A DATR theory of Russian morphology

Project Overview


A DATR theory of Russian morphology

Project members:

Prof Greville G. Corbett
Dr Norman M. Fraser
Dr Dunstan Brown

Period of award

September 1992 - August 1995


Economic and Social Research Council (ESRC) - R000233633

The aim of this project was to model a significant proportion of the inflectional morphology of a relatively complex language, Russian, expressing the analysis formally using the lexical knowledge representation language DATR (Evans and Gazdar 1989a, 1989b, 1995; Keller 1995).

Earlier work on syncretism, inflectional features and the status and number of paradigms in Russian by Corbett (1981; 1982) combined with work on gender (Corbett 1991) were combined with formal modelling of natural language structures using default inheritance, an area in which one of the researchers has considerable experience (Andry et al 1992; Fraser and Hudson 1992).

The project had five stated objectives:

(1) Encoding in machine readable form a substantial fragment of Russian inflectional morphology

We concentrated on particularly difficult issues of the inflectional system: the organisation of Russian paradigms, gender assignment, the problematic case of the Russian genitive plural of nouns whose stems ended in a 'soft' (palatalised or palatoalveolar) consonant, the question of related verbal stems and the issue of whether verbs which were paired aspectually were separate lexemes (syntactic words).

Once we had developed theoretical solutions to the problematic cases, we set about developing lexicons based on frequency information from Zasorina's (1977) frequency dictionary. Accounting for the most frequent items means accounting for the most irregular, as irregular items are nearly always among the most frequent.

This objective was met by creating lexicons of the first 1500 most frequent nouns and 700 most frequent verbs and these, combined with the theoretical fragment, have been checked computationally.

(2) Comparing inheritance hierarchies with the more traditional organisation in terms of morphological paradigms

This was a long term goal of the project. The treatment of declension classes as nodes in an inheritance hierarchy contrasts strongly with the traditional notion of paradigms as discrete entities which do not share information. Using default inheritance hierarchies to model wordstructure we see that there is a great deal of information sharing.

(3) Demonstrating new insights into specific, well-established problem areas of Russian morphology

Difficult and challenging areas of Russian were modelled by the researchers using DATR: animacy (Corbett and Fraser, 1993), gender and animacy assignment (Fraser and Corbett, 1995), conflict in genitive plural assignment (Brown and Hippisley 1994), the nominal stress system (Brown et al, to appear) and the stem structure of the Russian verb (Brown, to appear).

(4) Evaluation of the usability and utility of DATR as a tool for linguists

The insights gained through the application of DATR to real data have been set out in a practical document entitled DATR for Linguists.

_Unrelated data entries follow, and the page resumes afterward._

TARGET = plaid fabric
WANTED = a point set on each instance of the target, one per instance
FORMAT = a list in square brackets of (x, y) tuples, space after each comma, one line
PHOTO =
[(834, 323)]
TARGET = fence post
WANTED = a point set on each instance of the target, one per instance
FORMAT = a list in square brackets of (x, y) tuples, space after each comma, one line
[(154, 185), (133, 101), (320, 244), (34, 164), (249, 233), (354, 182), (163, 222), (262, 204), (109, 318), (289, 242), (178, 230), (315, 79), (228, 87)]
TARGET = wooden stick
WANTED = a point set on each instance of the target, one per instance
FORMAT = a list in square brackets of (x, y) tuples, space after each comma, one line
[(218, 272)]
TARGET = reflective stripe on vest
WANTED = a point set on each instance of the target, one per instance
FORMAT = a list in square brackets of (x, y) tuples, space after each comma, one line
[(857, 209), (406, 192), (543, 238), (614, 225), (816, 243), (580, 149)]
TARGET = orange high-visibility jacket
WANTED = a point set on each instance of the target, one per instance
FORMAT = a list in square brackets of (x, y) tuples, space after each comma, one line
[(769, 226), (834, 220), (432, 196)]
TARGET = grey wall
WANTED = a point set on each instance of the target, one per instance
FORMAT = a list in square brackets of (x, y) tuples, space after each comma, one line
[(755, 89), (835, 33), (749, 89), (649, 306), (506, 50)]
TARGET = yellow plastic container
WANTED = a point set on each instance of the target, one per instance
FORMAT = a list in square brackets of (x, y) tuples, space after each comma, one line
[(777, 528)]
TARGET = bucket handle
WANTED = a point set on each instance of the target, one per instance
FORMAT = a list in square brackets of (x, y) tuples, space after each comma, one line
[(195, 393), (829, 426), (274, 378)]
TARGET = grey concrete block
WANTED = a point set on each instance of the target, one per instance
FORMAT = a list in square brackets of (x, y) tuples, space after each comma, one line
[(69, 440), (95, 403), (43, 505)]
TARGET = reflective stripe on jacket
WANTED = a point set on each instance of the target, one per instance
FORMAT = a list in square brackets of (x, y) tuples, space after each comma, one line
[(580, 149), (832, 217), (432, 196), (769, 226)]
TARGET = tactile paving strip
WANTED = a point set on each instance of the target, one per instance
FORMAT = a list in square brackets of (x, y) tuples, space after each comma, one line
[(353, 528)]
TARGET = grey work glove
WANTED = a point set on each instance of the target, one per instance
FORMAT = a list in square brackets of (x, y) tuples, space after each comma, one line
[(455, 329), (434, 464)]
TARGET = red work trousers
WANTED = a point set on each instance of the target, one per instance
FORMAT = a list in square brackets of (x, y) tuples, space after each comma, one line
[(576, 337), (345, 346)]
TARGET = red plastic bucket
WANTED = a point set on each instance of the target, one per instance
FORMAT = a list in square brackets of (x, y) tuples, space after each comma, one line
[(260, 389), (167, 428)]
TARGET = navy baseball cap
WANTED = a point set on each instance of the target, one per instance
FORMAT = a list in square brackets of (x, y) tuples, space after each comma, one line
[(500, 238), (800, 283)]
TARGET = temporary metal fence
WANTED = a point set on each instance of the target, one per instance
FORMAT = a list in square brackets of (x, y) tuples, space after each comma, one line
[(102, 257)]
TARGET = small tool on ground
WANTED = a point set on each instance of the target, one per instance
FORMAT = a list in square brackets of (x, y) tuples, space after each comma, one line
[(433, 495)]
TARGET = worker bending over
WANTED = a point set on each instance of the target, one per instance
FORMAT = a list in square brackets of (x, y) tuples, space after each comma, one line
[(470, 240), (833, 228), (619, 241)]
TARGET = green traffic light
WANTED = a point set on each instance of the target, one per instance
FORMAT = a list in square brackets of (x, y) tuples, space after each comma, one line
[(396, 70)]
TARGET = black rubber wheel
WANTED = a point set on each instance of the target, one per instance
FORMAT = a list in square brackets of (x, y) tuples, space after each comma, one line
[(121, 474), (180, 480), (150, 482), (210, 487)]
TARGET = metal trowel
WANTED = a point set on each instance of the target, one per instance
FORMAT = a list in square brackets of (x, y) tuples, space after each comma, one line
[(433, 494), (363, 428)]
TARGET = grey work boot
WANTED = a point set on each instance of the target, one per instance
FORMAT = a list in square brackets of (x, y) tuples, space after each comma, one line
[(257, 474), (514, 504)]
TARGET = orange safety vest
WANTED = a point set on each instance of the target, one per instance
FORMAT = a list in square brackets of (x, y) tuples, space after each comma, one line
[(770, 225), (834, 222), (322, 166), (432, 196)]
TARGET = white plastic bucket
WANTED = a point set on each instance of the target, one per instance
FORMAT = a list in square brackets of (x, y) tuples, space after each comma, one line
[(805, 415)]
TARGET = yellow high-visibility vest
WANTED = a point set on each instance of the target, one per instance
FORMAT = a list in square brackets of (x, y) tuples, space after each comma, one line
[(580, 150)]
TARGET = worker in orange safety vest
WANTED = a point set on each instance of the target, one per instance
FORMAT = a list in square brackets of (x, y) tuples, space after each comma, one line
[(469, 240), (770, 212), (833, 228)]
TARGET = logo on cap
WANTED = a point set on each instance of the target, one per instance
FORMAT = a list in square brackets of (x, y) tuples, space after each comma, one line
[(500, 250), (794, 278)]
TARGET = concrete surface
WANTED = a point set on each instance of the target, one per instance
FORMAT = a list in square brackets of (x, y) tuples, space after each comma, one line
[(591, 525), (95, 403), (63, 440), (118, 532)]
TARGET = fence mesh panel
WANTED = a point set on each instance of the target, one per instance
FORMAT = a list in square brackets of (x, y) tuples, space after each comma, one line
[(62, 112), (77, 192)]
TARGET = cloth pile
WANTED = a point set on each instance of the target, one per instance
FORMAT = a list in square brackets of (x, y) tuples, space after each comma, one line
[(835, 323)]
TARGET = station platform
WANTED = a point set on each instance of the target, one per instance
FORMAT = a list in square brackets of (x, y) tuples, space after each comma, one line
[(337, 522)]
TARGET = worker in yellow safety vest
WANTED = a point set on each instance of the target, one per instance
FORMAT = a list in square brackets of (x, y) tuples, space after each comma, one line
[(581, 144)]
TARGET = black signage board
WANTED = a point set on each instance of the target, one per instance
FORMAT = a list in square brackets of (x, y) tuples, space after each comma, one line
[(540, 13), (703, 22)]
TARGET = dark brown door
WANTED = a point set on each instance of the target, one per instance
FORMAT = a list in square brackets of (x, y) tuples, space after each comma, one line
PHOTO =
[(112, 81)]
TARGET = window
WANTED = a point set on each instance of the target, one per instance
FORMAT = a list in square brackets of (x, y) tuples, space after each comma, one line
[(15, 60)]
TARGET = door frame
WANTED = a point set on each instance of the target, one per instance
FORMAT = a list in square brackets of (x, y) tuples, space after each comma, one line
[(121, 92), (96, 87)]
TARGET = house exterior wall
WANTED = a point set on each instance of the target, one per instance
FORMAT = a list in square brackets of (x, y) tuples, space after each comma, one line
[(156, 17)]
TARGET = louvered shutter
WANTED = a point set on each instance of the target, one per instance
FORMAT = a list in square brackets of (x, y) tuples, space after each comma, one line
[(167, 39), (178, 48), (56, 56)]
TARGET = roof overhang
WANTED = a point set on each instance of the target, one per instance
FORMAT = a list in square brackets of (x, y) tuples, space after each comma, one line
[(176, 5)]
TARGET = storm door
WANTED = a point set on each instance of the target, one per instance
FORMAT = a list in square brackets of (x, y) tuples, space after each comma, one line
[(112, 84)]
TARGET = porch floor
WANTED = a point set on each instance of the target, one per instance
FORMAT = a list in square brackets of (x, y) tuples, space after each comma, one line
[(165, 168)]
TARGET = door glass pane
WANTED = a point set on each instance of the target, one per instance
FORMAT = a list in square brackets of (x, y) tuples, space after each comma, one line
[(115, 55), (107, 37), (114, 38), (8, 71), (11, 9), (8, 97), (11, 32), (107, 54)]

(5) The generation of design recommendations for improving the usability and utility of DATR for linguists

A document developed as part of the project entitled Practical DATR contains a number of recommendations for modifications and changes to DATR. This document arose as a result of close observation of conceptual and practical problems encountered during the application of DATR.

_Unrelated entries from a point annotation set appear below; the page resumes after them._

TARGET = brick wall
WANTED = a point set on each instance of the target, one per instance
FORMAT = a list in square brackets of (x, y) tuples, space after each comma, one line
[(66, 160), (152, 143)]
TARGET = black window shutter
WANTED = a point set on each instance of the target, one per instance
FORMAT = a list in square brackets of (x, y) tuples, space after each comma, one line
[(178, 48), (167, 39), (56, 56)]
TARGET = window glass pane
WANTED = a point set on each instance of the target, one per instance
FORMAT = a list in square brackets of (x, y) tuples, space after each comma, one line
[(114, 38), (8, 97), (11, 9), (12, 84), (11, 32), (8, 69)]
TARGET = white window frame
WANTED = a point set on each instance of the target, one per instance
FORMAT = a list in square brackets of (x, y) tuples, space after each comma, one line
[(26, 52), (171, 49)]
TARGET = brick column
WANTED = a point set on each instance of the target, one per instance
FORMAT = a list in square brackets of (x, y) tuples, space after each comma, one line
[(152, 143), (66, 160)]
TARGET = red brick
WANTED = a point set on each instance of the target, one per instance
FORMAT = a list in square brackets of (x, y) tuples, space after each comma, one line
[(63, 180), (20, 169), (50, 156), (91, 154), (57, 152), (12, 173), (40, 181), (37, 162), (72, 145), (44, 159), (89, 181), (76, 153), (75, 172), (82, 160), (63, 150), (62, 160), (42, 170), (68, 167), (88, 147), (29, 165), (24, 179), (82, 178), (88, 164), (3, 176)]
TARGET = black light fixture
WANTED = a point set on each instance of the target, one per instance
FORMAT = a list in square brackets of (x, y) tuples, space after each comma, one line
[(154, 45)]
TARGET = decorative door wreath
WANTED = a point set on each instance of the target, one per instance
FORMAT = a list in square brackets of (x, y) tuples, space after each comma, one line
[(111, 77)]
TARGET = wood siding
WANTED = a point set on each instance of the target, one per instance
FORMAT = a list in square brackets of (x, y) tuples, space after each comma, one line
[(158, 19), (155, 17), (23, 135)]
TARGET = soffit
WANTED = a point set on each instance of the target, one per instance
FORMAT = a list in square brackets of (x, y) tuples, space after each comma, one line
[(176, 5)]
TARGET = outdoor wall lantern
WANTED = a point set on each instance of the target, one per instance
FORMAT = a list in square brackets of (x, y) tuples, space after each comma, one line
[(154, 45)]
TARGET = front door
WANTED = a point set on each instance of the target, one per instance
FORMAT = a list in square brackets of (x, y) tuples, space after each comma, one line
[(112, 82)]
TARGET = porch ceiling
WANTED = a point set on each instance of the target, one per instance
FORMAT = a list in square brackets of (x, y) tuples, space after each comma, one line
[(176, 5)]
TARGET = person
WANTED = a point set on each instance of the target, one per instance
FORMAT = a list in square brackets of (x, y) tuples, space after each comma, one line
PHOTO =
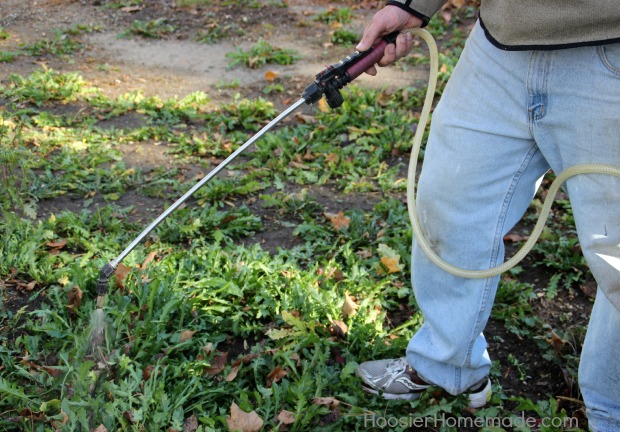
[(537, 87)]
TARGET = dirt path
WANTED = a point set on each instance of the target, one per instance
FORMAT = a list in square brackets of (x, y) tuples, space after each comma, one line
[(177, 65)]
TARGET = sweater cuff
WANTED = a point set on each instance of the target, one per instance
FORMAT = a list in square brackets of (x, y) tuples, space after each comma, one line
[(420, 9)]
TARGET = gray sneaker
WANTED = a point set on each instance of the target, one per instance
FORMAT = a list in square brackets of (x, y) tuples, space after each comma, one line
[(396, 379)]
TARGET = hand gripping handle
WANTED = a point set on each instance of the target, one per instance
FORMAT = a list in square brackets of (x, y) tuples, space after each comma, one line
[(370, 57)]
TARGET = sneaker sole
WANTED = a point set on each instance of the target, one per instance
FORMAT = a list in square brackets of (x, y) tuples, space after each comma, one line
[(480, 399), (476, 400)]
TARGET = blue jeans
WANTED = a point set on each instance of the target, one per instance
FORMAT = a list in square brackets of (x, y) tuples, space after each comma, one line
[(504, 120)]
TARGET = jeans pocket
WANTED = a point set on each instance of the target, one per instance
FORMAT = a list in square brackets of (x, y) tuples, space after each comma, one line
[(610, 56)]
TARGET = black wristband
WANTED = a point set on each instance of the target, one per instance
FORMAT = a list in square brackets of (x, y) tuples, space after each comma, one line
[(406, 7)]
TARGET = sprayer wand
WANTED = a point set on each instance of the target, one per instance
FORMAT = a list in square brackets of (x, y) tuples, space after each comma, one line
[(328, 82)]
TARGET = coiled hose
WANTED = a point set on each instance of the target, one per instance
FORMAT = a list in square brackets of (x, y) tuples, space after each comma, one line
[(411, 178)]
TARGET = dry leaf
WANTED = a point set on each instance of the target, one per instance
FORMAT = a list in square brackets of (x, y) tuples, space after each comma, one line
[(329, 401), (187, 335), (56, 244), (275, 375), (233, 373), (286, 417), (515, 238), (556, 341), (120, 274), (271, 75), (339, 220), (150, 257), (322, 105), (190, 424), (339, 328), (74, 297), (241, 421), (332, 157), (390, 265), (589, 289), (349, 308)]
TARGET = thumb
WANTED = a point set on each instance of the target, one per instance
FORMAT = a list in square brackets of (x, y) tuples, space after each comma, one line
[(371, 34)]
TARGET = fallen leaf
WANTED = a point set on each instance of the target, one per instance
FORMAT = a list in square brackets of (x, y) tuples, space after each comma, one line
[(589, 289), (240, 421), (56, 244), (329, 401), (233, 373), (187, 335), (74, 296), (339, 328), (120, 274), (349, 308), (190, 424), (515, 237), (130, 9), (322, 105), (339, 220), (150, 257), (271, 75), (390, 259), (556, 341), (364, 253), (286, 417), (332, 158), (218, 363), (390, 265), (276, 375)]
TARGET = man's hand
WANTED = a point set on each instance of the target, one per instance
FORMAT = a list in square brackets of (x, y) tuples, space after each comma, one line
[(387, 20)]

Using DATR to represent our analyses of Russian enabled us to take a fresh look at several problem areas of Russian morphology including gender assignment, inflection classes, the genitive plural and verbal stems. It allowed us to start to develop a theoretical framework, Network Morphology, which constrains possible DATR representations. A number of informal principles of this framework guided the computational modelling of Russian morphology using DATR. These include the assumption that morphology is a network of hierarchies, a distinction between a lexemic hierarchy and an inflectional hierarchy and the treatment of inflection classes as nodes in the inflectional hierarchy.

The project paved the way for the development of principles which constrain relations between the hierarchies. The development of such principles in dealing with a relatively complex language such as Russian means that it is reasonable to assume that they might well carry over to the representation of other languages of differing typological diversity.